И Анна Квангель, захваченная этими мечтами, продолжает: – И мы положили этому начало! Никто этого и знать не будет, зато мы будем знать!
Но он, вдруг отрезвев, останавливает ее: – Может быть, уже многие думают так же, как и мы, верно, тысячи людей уже погибли, может быть, уже и другие пишут такие открытки. Но все равно, Анна! Нас это не касается. Мы будем делать свое дело!
– Да, – отвечает она.
И снова он увлекается открывшимися ему видениями: – Мы всю полицию переполошим, гестапо, СС. Всюду заговорят о таинственном авторе открыток, начнется слежка, подозрения, дознания, обыски – и все напрасно! Мы будем продолжать свое дело, писать, писать, писать!
И она не отстает: – Может быть, они и фюреру открытки покажут, он сам их прочтет, а мы его обвиняем! Вот психовать будет! Говорят, он всегда психует, когда что не по нем! Прикажет нас разыскать, а они не найдут! И опять ему придется наши обвинения читать!
Оба молчат, оба ослеплены видениями будущего. Кем были они до этого дня? Безвестные, маленькие люди, они толклись в общей бессмысленной толчее. А теперь они совсем одни в стороне от остальных, надо всеми, сами по себе. Вокруг них леденящий холод, так они одиноки.
И Квангель видит себя в цеху, все та же гонка, подгоняют его, подгоняет он; он рывками поворачивает голову от машины к машине, внимательно следит. Для рабочих он по-прежнему выживший из ума чудак, только и знающий, что работать да скаредничать. Но у него в голове такие мысли, которых нет ни у кого из них. От таких мыслей всякий умер бы со страху. А у него, у старого бестолкового Квангеля именно такие мысли в голове. Он всех провел.
Анна же думает о дороге, предстоящей им завтра, когда они вместе понесут первую открытку. Она немножко недовольна собой, как было не настоять, чтобы войти вместе с мужем в дом. Она думает, не попросить ли его еще раз. А что если попросить?

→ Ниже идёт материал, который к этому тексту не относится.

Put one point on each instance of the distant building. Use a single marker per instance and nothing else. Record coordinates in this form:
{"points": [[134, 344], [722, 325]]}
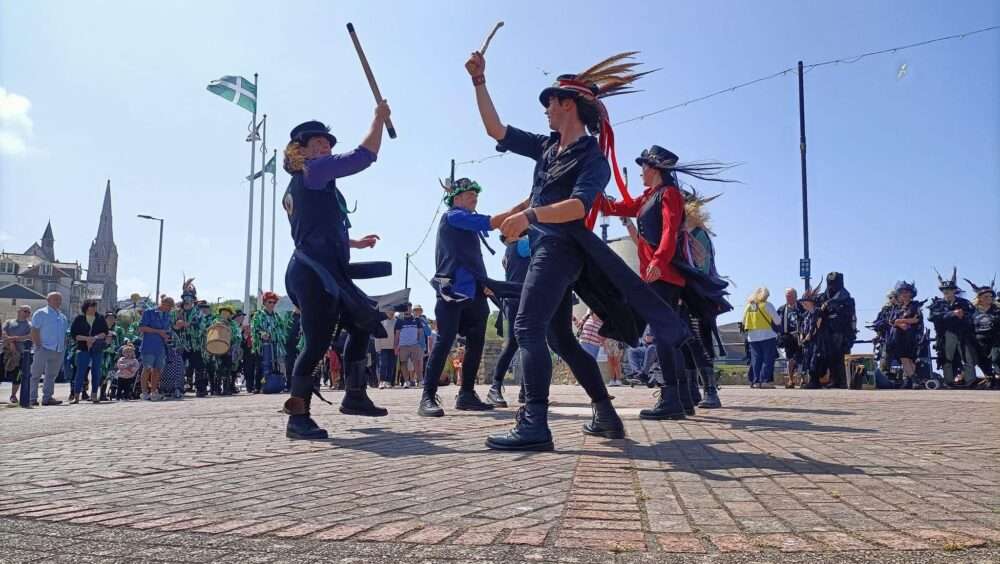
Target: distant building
{"points": [[38, 272], [102, 267]]}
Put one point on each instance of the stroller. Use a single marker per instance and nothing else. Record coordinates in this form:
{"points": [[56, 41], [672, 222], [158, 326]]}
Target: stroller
{"points": [[172, 378]]}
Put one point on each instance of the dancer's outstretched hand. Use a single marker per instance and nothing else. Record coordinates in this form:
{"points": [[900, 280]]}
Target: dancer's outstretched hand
{"points": [[366, 242], [514, 225], [476, 65]]}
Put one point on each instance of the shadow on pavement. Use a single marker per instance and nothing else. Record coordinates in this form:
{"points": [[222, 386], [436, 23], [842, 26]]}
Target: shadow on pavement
{"points": [[806, 411], [699, 456], [783, 425]]}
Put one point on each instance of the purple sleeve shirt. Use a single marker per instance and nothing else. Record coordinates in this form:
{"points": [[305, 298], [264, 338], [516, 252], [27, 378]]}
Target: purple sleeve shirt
{"points": [[320, 171]]}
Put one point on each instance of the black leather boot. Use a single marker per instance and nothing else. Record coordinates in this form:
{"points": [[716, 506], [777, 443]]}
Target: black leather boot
{"points": [[356, 400], [711, 399], [605, 422], [430, 405], [300, 422], [695, 387], [684, 391], [495, 396], [667, 407], [468, 400], [531, 431]]}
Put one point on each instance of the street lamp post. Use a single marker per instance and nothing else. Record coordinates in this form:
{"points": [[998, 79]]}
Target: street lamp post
{"points": [[159, 256]]}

Обычно Отто Квангель на просьбы не сдается. А что если попросить еще сегодня. Он, как будто, в очень хорошем настроении. А что если сейчас?
Но она собиралась слишком долго. Квангель тем временем заснул. Пора и ей успокоиться, завтра видно будет, может быть, удастся выбрать подходящую минуту. Если удастся, обязательно надо будет попросить.
Наконец засыпает и она.
Первая открытка подброшена
Только на улице решилась она поговорить с ним о том, о чем хотела, уж очень неразговорчив был он все утро. – Отто, куда ты собираешься отнести открытку?

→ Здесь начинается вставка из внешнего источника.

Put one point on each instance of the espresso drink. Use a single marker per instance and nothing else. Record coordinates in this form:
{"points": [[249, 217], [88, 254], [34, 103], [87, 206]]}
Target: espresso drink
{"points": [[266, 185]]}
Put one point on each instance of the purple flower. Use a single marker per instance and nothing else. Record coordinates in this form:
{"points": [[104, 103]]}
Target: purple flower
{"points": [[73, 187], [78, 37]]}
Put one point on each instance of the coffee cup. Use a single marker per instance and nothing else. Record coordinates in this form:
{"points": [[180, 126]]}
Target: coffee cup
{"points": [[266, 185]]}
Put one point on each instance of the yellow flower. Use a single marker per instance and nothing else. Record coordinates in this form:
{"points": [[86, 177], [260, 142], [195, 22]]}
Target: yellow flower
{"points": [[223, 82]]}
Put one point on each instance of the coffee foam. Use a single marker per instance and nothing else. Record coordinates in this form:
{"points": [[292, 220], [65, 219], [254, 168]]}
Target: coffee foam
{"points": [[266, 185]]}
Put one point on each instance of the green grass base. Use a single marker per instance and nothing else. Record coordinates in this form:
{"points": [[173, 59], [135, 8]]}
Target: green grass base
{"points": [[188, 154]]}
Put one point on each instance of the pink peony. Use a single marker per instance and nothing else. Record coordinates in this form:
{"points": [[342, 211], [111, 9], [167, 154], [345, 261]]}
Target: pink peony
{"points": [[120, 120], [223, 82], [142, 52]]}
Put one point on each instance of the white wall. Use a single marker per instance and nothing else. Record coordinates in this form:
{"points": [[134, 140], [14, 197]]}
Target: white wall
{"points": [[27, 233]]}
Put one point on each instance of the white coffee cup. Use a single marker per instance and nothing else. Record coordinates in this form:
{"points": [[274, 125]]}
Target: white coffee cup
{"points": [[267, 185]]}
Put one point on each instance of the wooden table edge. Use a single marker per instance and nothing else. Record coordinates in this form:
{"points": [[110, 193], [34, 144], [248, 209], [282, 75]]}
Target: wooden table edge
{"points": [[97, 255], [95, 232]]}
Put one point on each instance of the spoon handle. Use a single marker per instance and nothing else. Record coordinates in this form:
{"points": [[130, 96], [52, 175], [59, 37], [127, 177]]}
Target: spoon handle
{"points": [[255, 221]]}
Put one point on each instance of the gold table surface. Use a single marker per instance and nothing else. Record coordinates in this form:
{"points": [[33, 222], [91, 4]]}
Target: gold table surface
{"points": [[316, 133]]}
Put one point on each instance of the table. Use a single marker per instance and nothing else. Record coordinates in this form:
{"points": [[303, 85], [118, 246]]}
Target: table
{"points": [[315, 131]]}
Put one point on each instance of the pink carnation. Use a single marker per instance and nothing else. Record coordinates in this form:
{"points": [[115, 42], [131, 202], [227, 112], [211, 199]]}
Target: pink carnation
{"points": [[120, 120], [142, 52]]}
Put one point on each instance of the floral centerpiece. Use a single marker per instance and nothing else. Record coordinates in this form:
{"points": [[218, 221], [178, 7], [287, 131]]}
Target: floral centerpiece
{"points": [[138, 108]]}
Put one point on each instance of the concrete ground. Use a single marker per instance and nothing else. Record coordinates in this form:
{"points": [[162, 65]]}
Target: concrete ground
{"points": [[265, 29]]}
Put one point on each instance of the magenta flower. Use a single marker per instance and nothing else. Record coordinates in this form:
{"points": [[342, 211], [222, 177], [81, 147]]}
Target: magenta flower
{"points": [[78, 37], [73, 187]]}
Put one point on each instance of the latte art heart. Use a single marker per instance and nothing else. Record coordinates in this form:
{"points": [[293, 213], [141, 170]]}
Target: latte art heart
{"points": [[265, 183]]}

Он проворчал: – Молчи. Не здесь же на улице об этом разговаривать. – А затем неохотно прибавил: – Наметил себе один дом на Грейфсвальдерштрассе.

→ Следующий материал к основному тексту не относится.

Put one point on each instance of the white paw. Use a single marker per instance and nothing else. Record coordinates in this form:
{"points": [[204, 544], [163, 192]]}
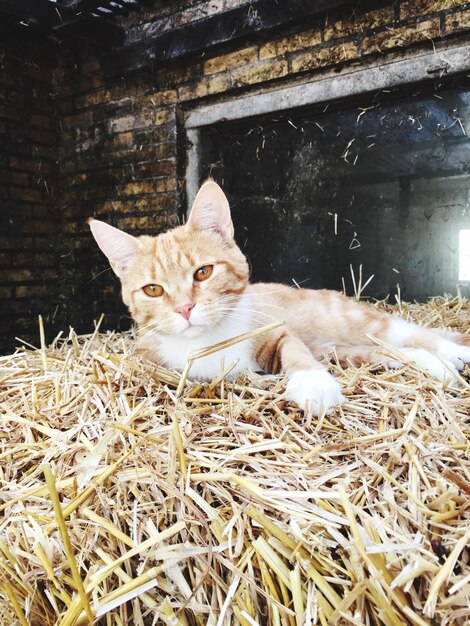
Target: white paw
{"points": [[440, 369], [457, 354], [315, 390]]}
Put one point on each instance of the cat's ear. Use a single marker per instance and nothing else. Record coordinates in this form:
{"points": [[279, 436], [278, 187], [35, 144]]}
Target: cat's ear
{"points": [[118, 246], [211, 211]]}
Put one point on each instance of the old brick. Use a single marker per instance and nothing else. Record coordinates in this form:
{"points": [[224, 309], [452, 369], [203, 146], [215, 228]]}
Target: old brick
{"points": [[307, 39], [34, 259], [205, 87], [121, 139], [15, 275], [28, 291], [230, 61], [77, 120], [161, 98], [323, 57], [36, 227], [26, 194], [90, 66], [129, 122], [18, 178], [198, 12], [150, 169], [401, 37], [137, 188], [96, 98], [419, 8], [177, 75], [164, 117], [41, 121], [30, 164], [360, 23], [163, 185], [261, 72], [458, 21]]}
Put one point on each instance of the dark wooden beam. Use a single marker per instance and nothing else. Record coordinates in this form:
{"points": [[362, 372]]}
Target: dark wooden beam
{"points": [[253, 19], [59, 21]]}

– Нет, – решительно возражает она. – Нет, Отто не надо. Ты неверно это надумал.
– Идем! – сердито говорит он, так как она остановилась. – Сказано тебе, чтобы не на улице!
Он идет вперед, она за ним, она упорно отстаивает свое право высказать собственное соображение. – Не так близко от дома, – убеждает она. – Если она к ним в руки попадет, у них сейчас же явится подозрение на наш район. Давай дойдем до Алекса…
Он обдумывает, взвешивает. Пожалуй, она и права, даже наверно права. Все надо учесть. И все же так быстро менять планы ему не по душе. Если теперь итти до Алекса, времени останется в обрез, чего доброго опоздаешь на работу. Да и дома подходящего в том районе он не приглядел. Конечно, таких домов много, но сперва надо подыскать то, что требуется, а это лучше сделать одному, без жены, она только помешает.
Потом он вдруг решается: – Хорошо, – говорит он – Ты права, Анна. Идем до Алекса.
Она благодарно смотрит на него сбоку. Она бесконечно рада, что он, в кои-то веки, послушался ее совета. И именно потому, что он так ее обрадовал, она не решается просить, чтобы он взял ее с собой в дом. Ладно, пусть идет один. Конечно, она будет беспокоиться, – но, собственно, почему? Она ни на минуту не сомневается, что он вернется. Он такой осмотрительный, сдержанный, его врасплох не поймаешь. Даже если к ним в руки попадет, не выдаст себя, сумеет вывернуться.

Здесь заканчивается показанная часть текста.